Cervical Intraepithelial Neoplasia Grade 3 in a HPV-Vaccinated Patient: A Case Report.

Persistent infection with human papillomavirus (HPV) causes almost all cervical precancerous lesions and cancers. Bivalent, quadrivalent, and nonavalent HPV vaccines effectively prevent high-grade cervical intraepithelial neoplasia (CIN3). The effectiveness of HPV vaccination against CIN3 is 97-100% in HPV-naïve populations and 44-61% in the overall population. Although HPV vaccination has substantially reduced the incidence of cervical cancers, several cases of precancerous cervical lesions in HPV-vaccinated patients have been reported. We report the clinical case of a 19-year-old woman whose first Pap smear was diagnosed as a high-grade squamous intraepithelial lesion (HSIL) after quadrivalent HPV vaccination. Colposcopy and cervical biopsy were performed, revealing HSIL/CIN3. Our multidisciplinary team decided to take a conservative approach with follow-up visits with cervical biopsies of this young patient. After six months, spontaneous regression of high-grade cervical dysplasia was observed. Although HPV immunization has shown to be extremely effective in preventing a high proportion of cervical precancerous lesions and cervical cancers, HPV vaccines do not protect against all oncogenic high-risk HPV genotypes. Consequently, healthcare providers must encourage HPV-vaccinated women to still regularly attend national cervical screening programs.

1. Introduction

Human papillomavirus (HPV) infection is the most common sexually transmitted infection worldwide. The first infection usually occurs early after sexual initiation [1,2,3]. Persistent HPV infection with oncogenic high-risk HPV (HR-HPVs) genotypes causes almost all cervical precancerous lesions and cancers [4], in addition to nearly 90% of anal [5,6], 70% of vaginal [7], 50% of penile [8,9], 40% of vulvar [10], and 13–72% of oropharyngeal cancers [11,12]. The HR-HPVs genotypes 16 and 18 are responsible for approximately 70% of all cervical cancers, and the HR-HPVs genotypes 31, 33, 45, 52, and 58 cause an additional 20% of cervical cancers. Furthermore, the low-risk HPV genotypes 6 and 11 are responsible for 90% of anogenital warts [13,14].

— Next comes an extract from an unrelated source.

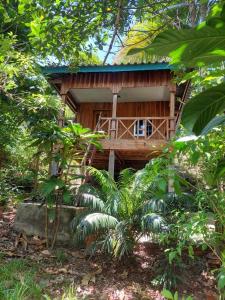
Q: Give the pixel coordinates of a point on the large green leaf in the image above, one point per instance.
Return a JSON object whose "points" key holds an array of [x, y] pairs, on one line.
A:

HPV vaccines were developed to protect against HPV infection by the genotypes that most commonly cause cervical diseases and are routinely provided in numerous countries around the world, including 37 countries in the WHO European Region [15]. Following approval by the European Medicines Agency, the European Union authorized the use of three HPV vaccines: bivalent, quadrivalent, and nonavalent. The European Medicines Agency approved the quadrivalent vaccine (4vHPV; Gardasil®/Silgard®) in 2006, the bivalent vaccine (2vHPV; Cervarix®) in 2007, and the nonavalent vaccine (9vHPV; Gardasil 9®) in 2015 [16]. All three vaccines target the HR-HPVs genotypes 16 and 18. Additionally, 4vHPV and 9vHPV also target the low-risk genotypes 6 and 11. Moreover, 9vHPV targets an additional five HR-HPVs genotypes: 31, 33, 45, 52, and 58 [14]. More than 60 countries worldwide, including all members of the European Union, have introduced HPV vaccination in their national vaccination programs. The fully state-funded Slovenian National HPV vaccination program was introduced in 2009/2010 and is recommended for girls attending the sixth grade of primary school. In 2021, the Slovenian cervical cancer screening program and registry ZORA have also made HPV vaccination available to preadolescent boys [17].

Over the last decade, the implementation of HPV vaccination in national vaccination programs worldwide has resulted in a rapid reduction of HPV infection and cervical disease. The efficacy of HPV vaccination is higher in HPV-naïve populations (i.e., without baseline HPV infections) and in countries where HPV vaccination programs achieved timely and high rates of HPV vaccination [18,19,20]. Although HPV vaccination has shown extremely high success in reducing the burden of HPV-related disease, it still does not protect against all known HR-HPVs genotypes that cause cervical cancer. Moreover, HPV vaccination is not effective in clearing an already present HPV infection, genital warts, cervical precancerous lesions, or cervical cancer [21]. Consequently, cervical cancer screening recommendations have not yet been modified for HPV-vaccinated women. Clinicians should advise HPV-vaccinated women to still regularly attend national cervical cancer screening programs [21,22,23].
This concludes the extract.